Einige Autoren haben Idris und Elie in Verbindung gebracht. Dies ist zum Beispiel Bukhari, der sich auf die Meinungen von Ibn Abbas und Ibn Arabi verlässt. Letzterer hat eine ganze Lehre über die vier noch lebenden Propheten nach muslimischer Lehre entwickelt, die „vier Säulen, die das Universum tragen und dank denen es besteht“. In dieser Lehre finden sich viele Merkmale, die Henoch in der apokalyptischen und kabbalistischen Literatur zugeschrieben werden. Dabei wird Idris eine wichtige Rolle in der muslimischen hermetischen Literatur spielen.

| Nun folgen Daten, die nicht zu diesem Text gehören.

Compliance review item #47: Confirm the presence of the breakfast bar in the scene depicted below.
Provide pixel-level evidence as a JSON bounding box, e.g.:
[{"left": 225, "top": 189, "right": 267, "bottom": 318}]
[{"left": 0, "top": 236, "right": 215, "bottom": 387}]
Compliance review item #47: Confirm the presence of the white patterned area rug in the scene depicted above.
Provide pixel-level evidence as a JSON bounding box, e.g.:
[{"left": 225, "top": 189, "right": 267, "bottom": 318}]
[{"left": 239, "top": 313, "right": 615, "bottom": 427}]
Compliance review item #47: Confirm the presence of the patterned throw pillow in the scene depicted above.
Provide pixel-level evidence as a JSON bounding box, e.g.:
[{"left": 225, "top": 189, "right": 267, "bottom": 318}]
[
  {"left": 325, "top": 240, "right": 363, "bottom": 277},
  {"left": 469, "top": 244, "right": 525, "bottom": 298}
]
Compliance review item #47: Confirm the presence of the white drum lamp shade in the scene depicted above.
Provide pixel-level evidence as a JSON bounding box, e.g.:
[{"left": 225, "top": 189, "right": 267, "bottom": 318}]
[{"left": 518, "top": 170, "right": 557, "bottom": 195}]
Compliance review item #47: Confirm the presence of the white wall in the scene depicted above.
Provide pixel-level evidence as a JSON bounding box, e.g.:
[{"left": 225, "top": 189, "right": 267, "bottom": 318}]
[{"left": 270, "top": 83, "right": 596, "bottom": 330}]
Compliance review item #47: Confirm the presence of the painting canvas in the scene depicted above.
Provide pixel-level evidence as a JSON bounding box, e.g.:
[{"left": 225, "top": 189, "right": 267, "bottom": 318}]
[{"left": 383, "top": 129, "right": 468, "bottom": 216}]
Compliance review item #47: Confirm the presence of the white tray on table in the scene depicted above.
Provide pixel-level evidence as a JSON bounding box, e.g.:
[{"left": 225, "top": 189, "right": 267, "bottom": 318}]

Ibn Arabi beschreibt Idris als den „Propheten der Philosophen“ angesichts der Menge an Wissen, die er mitbringen konnte.
Literatur
- Yoram Erder: The Origin of the Name Idrīs in the Qurʾān: A Study of the Influence of Qumran Literature on Early Islam. In: Journal of Near Eastern Studies, Band 49, Nr. 4, Oktober 1990, S. 339–350.